Beyond Sight: AI Agents Fill in the Gaps with Semantic Reasoning

Author: Denis Avetisyan


A new framework combines the power of large language models and collaborative agents to achieve more human-like amodal completion, enabling AI to ‘understand’ obscured objects.

The proposed framework achieves high-fidelity scene completion through a closed-loop reasoning process, beginning with holistic collaborative parsing of spatial geometry, followed by iterative verification to correct segmentation inaccuracies and address occlusions, and culminating in the generation of diverse, plausible semantic hypotheses before a single-pass synthesis of the completed scene-a process fundamentally grounded in the decoupling of semantic planning and visual synthesis.
The proposed framework achieves high-fidelity scene completion through a closed-loop reasoning process, beginning with holistic collaborative parsing of spatial geometry, followed by iterative verification to correct segmentation inaccuracies and address occlusions, and culminating in the generation of diverse, plausible semantic hypotheses before a single-pass synthesis of the completed scene-a process fundamentally grounded in the decoupling of semantic planning and visual synthesis.

This review details a multi-agent system leveraging chain-of-thought reasoning and a novel metric (MAC-Score) for robust and semantically consistent amodal completion.
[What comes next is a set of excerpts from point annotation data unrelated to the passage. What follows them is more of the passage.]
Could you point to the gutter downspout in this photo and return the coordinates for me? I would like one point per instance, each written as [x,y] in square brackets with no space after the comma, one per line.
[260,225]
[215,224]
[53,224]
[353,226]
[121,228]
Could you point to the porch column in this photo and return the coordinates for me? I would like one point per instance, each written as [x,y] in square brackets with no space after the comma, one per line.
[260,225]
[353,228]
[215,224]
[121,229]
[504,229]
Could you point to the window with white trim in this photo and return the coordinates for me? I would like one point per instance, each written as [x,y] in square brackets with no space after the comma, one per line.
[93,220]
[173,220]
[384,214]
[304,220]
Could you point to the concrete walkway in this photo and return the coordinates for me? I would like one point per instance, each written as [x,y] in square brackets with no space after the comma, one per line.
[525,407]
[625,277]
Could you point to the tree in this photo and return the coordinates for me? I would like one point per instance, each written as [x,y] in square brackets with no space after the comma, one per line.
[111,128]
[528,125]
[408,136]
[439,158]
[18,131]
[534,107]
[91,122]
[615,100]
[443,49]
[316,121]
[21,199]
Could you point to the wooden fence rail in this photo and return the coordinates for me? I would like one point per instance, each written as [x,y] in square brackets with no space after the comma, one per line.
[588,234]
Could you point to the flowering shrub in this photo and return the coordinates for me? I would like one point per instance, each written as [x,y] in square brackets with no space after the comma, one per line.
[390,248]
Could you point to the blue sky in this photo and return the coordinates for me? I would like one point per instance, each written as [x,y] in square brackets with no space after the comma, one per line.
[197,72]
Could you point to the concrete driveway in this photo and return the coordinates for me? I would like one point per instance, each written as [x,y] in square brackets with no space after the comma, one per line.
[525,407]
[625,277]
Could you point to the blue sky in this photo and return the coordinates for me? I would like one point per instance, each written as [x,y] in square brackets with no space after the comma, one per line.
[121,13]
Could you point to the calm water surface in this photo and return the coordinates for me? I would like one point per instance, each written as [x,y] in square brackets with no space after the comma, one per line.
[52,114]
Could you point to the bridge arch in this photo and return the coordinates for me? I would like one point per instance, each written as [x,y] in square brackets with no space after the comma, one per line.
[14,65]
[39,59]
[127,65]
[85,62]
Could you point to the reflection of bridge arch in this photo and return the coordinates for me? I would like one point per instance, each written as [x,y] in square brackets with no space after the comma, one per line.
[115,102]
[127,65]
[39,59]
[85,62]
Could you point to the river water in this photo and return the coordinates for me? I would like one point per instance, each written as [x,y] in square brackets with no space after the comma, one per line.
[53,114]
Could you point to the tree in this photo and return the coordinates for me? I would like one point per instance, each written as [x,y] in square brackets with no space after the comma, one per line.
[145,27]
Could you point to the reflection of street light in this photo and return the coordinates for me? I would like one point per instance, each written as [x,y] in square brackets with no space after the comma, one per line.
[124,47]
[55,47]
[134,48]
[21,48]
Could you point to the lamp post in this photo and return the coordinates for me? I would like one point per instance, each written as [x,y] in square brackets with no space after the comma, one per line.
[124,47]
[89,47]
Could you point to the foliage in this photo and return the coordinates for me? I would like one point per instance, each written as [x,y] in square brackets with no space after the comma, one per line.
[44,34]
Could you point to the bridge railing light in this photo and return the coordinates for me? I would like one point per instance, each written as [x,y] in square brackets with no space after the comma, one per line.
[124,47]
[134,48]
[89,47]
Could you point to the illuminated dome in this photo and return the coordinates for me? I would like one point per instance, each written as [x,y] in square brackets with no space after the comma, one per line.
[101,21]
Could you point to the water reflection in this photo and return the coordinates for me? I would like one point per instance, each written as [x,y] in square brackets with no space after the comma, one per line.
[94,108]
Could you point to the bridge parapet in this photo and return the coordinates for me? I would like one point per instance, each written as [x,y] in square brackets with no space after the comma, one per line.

Inferring unseen object parts remains a challenge for generative models, often hindered by inconsistencies and error accumulation. This is addressed in ‘Reasoning-Driven Amodal Completion: Collaborative Agents and Perceptual Evaluation’ which introduces a novel framework employing collaborative multi-agent reasoning, explicitly decoupling semantic planning from visual synthesis. By leveraging large language models and a self-correcting verification agent, the approach generates more coherent and plausible completions, assessed using a new human-aligned metric, the MAC-Score. Could this framework pave the way for generative models that truly “understand” incomplete scenes, mirroring human perceptual abilities?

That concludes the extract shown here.